What are Section 21 evictions?
Private landlords can currently use Section 21 notices to evict their tenants if the fixed-term tenancy has ended, or the tenancy is 'periodic', meaning it doesn't have a fixed end date.
Landlords using Section 21 to evict their tenants only need to give two months' notice and don't need to give a reason.
This means tenants can be asked to leave their homes at short notice, even if they have been paying their rent and taking care of the property.
What is the Government proposing?
Under the Government's proposals, landlords in England would no longer be able to use Section 21 notices to evict tenants.
If the proposals go ahead:
- Landlords will need to give a concrete reason to evict a tenant, (reasons could include a tenant causing damage or being in arrears) and provide evidence of this.

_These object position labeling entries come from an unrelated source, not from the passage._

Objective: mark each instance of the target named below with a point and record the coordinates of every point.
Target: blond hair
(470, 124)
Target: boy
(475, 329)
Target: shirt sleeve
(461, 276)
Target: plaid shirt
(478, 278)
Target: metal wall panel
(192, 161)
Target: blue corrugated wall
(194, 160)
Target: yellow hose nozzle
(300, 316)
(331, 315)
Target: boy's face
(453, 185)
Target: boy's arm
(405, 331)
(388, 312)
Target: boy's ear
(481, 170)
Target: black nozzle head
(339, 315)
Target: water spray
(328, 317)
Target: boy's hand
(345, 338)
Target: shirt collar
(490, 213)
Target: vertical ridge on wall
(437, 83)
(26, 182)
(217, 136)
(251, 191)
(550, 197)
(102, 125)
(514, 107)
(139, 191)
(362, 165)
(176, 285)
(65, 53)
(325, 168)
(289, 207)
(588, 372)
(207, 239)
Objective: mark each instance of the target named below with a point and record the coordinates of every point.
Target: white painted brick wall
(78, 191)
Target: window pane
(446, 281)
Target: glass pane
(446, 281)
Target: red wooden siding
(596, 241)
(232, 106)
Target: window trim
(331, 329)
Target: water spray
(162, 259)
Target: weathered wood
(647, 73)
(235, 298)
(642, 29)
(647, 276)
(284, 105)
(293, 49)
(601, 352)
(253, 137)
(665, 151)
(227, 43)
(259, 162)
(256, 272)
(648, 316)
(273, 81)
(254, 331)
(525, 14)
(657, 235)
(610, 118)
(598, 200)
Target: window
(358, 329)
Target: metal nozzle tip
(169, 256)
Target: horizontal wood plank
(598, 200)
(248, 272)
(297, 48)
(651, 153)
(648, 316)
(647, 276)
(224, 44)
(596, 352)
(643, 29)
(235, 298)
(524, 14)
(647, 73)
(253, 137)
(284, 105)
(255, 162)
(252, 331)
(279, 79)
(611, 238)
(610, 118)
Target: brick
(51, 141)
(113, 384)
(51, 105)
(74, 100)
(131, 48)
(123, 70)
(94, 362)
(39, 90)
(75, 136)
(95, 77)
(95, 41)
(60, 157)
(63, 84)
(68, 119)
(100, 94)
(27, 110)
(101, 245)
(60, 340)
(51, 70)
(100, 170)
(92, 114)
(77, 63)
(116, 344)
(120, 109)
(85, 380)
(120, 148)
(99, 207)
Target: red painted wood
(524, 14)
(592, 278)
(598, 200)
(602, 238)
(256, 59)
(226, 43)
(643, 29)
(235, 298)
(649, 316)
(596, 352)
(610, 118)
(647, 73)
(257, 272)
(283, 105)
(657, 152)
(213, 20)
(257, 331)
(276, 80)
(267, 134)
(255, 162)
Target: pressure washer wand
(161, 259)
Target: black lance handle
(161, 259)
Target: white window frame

- Landlords will be able to use different rules if they want to sell or move into their property. Section 8 legislation, which landlords can currently only use if their tenants have broken the terms of the tenancy, will be strengthened to allow landlords to regain the property if they want to move in or sell up. Landlords would need to give their tenants two months' notice in writing.
- Court processes to evict rule-breaking tenants will be sped up, meaning landlords will be able to regain their properties more quickly if their tenants fall into rent arrears or cause damage.
What does the Government say?
Prime Minister Theresa May said: "Everyone renting in the private sector has the right to feel secure in their home, settled in their community and able to plan for the future with confidence.
"But millions of responsible tenants could still be uprooted by their landlord with little notice, and often little justification.
"This is wrong – and today we're acting by preventing these unfair evictions. Landlords will still be able to end tenancies where they have legitimate reasons to do so, but they will no longer be able to unexpectedly evict families with only eight weeks' notice.
"This important step will not only protect tenants from unethical behaviour, but also give them the long-term certainty and the peace of mind they deserve."